Alther spoke, and Tod felt goose bumps run down her neck. It struck her that there was no warning when a ghost was about to speak, because there was no intake of breath—it was very peculiar. “We should not keep this child up for any longer than necessary,” Alther said, his voice drifting into the room.
“No, of course not,” said Marcia. “Now, Tod, tell me. Are you by any chance a PathFinder?”
Tod stared at Marcia in astonishment. How did she know? It wasn’t as if Tod’s skin showed up shiny at night like most PathFinders. “I’m half PathFinder,” she said. “My dad is—I mean, was—a PathFinder.”
Marcia nodded. “And your mother is from a Magykal tribe?”
Tod felt almost spooked. How did Marcia know so much about her? “My mother was a Draa. But she is not alive now. Dr. Draa is a distant cousin. And she was my mother’s friend, too.”
Septimus understood that it was not easy to talk of one’s dead mother and father. “Enough questions about parents, Marcia,” he said. “I am sure Tod doesn’t want to talk about that tonight.”
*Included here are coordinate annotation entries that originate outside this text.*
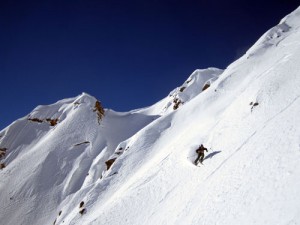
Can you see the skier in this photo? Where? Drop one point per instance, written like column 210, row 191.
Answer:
column 200, row 152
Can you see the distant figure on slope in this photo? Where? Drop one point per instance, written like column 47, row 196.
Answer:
column 200, row 152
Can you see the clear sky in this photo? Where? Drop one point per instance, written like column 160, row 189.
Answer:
column 128, row 54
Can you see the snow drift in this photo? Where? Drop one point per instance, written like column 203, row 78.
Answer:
column 64, row 165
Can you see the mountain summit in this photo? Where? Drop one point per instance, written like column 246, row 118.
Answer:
column 76, row 162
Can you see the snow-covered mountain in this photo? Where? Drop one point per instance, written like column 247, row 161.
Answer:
column 74, row 162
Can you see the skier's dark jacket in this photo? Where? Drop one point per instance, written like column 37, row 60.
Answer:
column 201, row 149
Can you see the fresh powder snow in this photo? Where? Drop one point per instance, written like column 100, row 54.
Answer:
column 75, row 162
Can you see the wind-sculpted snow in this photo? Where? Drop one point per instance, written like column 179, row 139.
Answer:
column 248, row 119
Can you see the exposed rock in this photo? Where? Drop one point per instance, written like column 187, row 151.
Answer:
column 109, row 163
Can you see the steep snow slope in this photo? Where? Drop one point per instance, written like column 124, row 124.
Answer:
column 45, row 164
column 251, row 175
column 248, row 119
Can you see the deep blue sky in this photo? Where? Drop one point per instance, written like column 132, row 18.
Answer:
column 128, row 54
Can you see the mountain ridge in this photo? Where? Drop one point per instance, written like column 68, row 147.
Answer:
column 247, row 118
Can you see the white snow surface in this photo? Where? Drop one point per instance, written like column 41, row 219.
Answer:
column 248, row 119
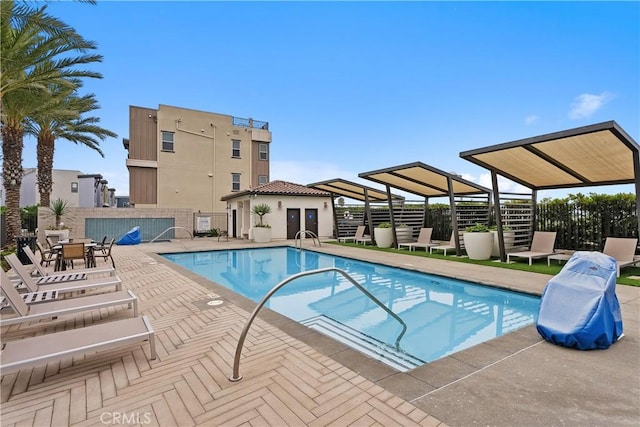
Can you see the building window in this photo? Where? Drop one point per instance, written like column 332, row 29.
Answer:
column 167, row 141
column 235, row 182
column 262, row 152
column 235, row 148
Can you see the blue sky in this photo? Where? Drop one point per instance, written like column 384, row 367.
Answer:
column 351, row 87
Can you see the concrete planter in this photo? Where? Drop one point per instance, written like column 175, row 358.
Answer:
column 384, row 237
column 509, row 240
column 261, row 234
column 57, row 234
column 478, row 245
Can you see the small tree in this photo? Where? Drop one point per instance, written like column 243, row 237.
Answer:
column 261, row 210
column 59, row 208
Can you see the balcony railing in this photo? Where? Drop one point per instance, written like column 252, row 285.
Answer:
column 250, row 123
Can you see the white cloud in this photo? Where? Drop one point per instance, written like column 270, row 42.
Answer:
column 586, row 104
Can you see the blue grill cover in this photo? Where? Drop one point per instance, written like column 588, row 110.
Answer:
column 579, row 306
column 132, row 237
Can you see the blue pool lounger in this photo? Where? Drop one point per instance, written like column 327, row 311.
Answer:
column 579, row 307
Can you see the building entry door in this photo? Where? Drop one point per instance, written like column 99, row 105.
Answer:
column 234, row 223
column 293, row 223
column 311, row 220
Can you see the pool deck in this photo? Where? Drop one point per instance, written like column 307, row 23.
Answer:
column 295, row 376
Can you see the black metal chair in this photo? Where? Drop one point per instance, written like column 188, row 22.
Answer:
column 106, row 253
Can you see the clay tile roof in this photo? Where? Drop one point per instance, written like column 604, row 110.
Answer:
column 277, row 188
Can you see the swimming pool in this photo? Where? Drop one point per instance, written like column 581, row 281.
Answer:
column 442, row 315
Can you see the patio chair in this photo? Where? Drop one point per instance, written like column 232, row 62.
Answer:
column 359, row 234
column 542, row 246
column 622, row 249
column 74, row 252
column 42, row 349
column 106, row 255
column 445, row 247
column 101, row 246
column 46, row 255
column 29, row 313
column 43, row 276
column 424, row 240
column 60, row 286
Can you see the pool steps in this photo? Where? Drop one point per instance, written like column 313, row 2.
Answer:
column 370, row 346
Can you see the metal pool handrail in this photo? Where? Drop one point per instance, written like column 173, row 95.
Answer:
column 301, row 233
column 243, row 335
column 171, row 228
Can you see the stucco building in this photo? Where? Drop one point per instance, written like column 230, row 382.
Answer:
column 183, row 158
column 294, row 208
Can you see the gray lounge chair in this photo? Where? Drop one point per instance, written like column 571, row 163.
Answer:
column 61, row 286
column 445, row 247
column 42, row 349
column 623, row 249
column 29, row 313
column 359, row 235
column 44, row 276
column 542, row 246
column 424, row 240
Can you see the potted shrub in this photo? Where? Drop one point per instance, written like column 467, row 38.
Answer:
column 478, row 242
column 261, row 231
column 509, row 239
column 383, row 235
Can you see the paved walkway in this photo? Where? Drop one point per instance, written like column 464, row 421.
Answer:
column 293, row 376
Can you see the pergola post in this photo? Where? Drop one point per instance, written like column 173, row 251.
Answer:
column 335, row 216
column 454, row 216
column 425, row 211
column 392, row 217
column 367, row 217
column 498, row 209
column 636, row 172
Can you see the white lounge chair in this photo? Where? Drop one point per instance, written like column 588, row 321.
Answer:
column 445, row 247
column 34, row 285
column 42, row 349
column 623, row 249
column 42, row 276
column 542, row 246
column 28, row 313
column 359, row 234
column 424, row 241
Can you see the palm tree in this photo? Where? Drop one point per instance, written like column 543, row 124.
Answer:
column 34, row 50
column 64, row 120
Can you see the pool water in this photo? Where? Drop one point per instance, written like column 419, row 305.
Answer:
column 443, row 315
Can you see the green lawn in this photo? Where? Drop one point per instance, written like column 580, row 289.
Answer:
column 539, row 266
“Of course,” Marcia agreed. “But you are from a PathFinder village, Tod?”
Relieved not to have to talk about her parents, Tod began to speak about her PathFinder village and the terrible things that had happened. A solemn silence fell in the room as the three ExtraOrdinaries listened to her story.
As Tod drew to a close, Septimus said, “Tod, this is terrible. You must consider the Wizard Tower your home for as long as you wish.”